In March 2008, I was commissioned to cover a story for Chatelaine magazine on Sarnia’s “Chemical Valley”, and the people who are helping to raise awareness of the city’s toxic chemical neighbors. Sarnia is a lovely little town, which is set by the side of the St. Clair River, along with the Aamjiwnaang First Nation, and overlooks the St. Clair River and the city of Port Huron, Michigan. Unfortunately, Sarnia’s other neighbor is a series of 46 chemical plants that emit a very large amount of greenhouse gasses, and toxic accidents from time to time. This area is has been dubbed “Chemical Valley”.
The first night I was there, I photographed the chemical plants at night. Think Blade Runner and you’re mostly there. The plants are lit-up like Frankenstein Christmas trees, and their glow can be seen for miles. The odor they emit is overwhelming pungent, unlike anything I’ve encountered before. As I made my way around the acres upon acres of plants, I couldn’t help but stop at one plant that had a giant smokestack that fired an orange burner, like a jet engine, at the top. I shuddered to think at what it was burning exactly.
The next morning my assistant and I photographed the Mayor of Sarnia, Mike Bradley (he had a great interview in Michael Moore’s “Bowling for Columbine”). He’s been the mayor of Sarnia since 1988, and stands as a great mediator between the chemical plants, and the citizens of Sarnia and the Aamjiwnaang First Nation. We had a long talk about the mediation he’s involved in, the city after 9/11, his appreciation for Bruce Spingsteen, and the big summer concert “Bayfest” they hold every year (rockers are encouraged for the first night – Motley Crue, and cowboys the last night – Big & Rich).
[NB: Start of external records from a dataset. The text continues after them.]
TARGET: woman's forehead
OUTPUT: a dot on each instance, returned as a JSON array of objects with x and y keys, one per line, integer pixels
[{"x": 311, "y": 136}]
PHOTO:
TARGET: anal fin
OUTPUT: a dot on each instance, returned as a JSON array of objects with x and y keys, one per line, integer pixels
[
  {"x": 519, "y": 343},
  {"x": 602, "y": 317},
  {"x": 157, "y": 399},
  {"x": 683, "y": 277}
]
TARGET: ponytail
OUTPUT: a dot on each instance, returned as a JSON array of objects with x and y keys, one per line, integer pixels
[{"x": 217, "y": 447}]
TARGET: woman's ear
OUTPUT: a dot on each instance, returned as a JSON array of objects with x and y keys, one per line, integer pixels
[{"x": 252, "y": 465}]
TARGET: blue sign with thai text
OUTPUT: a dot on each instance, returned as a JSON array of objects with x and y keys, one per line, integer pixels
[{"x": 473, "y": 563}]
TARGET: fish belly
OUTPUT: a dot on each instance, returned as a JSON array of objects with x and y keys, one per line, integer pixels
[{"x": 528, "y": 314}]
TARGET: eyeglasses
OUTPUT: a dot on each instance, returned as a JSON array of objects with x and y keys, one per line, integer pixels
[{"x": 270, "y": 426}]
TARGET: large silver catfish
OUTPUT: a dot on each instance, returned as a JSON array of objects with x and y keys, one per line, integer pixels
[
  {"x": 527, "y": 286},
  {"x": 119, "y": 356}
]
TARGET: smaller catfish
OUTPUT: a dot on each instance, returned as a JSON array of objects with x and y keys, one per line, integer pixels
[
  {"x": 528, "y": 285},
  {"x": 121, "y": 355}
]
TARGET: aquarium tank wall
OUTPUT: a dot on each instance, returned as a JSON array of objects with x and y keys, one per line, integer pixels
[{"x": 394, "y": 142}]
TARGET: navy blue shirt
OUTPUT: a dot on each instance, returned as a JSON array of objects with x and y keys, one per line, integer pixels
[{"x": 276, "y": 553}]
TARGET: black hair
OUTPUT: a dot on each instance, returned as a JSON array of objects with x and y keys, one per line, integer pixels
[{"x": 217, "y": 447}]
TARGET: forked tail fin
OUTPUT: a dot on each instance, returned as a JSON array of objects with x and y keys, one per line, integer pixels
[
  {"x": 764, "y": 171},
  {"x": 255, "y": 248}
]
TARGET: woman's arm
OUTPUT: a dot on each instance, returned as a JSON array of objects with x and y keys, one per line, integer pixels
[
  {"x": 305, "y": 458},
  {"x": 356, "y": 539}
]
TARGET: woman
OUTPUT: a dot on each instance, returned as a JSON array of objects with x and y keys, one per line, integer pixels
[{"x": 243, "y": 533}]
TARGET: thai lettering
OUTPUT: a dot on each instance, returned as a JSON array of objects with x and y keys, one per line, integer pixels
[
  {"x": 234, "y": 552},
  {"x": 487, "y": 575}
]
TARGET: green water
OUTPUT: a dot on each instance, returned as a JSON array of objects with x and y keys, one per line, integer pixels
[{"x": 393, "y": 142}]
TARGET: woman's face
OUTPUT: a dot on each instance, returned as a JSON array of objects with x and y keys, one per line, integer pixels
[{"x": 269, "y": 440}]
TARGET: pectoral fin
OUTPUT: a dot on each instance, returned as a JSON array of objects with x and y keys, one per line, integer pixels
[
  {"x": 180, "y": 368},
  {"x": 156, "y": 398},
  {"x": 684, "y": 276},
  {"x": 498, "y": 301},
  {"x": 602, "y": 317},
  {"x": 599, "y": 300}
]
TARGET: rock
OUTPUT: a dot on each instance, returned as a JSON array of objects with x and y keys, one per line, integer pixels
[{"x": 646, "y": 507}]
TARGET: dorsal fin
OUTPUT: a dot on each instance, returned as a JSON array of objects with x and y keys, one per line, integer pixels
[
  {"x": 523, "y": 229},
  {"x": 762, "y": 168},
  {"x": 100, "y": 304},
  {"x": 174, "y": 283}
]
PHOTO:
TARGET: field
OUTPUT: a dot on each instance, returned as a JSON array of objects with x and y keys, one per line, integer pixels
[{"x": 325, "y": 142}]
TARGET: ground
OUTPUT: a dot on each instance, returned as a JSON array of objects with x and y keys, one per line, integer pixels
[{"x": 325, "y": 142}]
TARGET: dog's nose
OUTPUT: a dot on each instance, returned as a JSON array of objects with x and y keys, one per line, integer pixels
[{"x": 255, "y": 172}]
In the afternoon, we made our way to the Aamjiwnaang First Nation, to photograph Ada Lockridge, Chair of the Aamjiwnaang First Nation Health and Environment Committee. For many years, the Aamjiwnaang people have endured a toxic punishment from Chemical Valley, and Ada is at the forefront to help make the chemical plants more accountable for their impact on her community. Ada was kind enough to take give us a tour of the Aamjiwnaang burial land, where her great, great grandfather, mother and father are all buried. The beautiful, and sacred little stretch of land stands in stark contrast to the Sunoco petrochemical plant that sits belching fire and smoke right beside it.
Later in the afternoon, we were fortunate enough to meet and photograph Sandy Kinart and Barb Millitt, both prominent activists in the community. They help to educate and support the workers and families of Chemical Valley, who end up silently carrying the burden of proof, which could be used against the companies of Chemical Valley, and is badly needed to fight for workers rights. Sandy’s husband Blayne, died of mesothelioma, due to his exposure to asbestos in the workplace, and was photographed by Louie Palu as he slowly succumbed to his terrible disease. Louie’s beautiful and compassionate photographs of Blayne can be seen here.
Much like Karen Silkwood, these brave and compassionate people have become empowered by the very obstacles they face, and are doing an incredible service to their communities and the generations to follow. I can’t help but think that their work is helping to deliver a final blow to the industrial giant that has neglected and intimidated the people of Sarnia and Aamjiwnaang for many generations.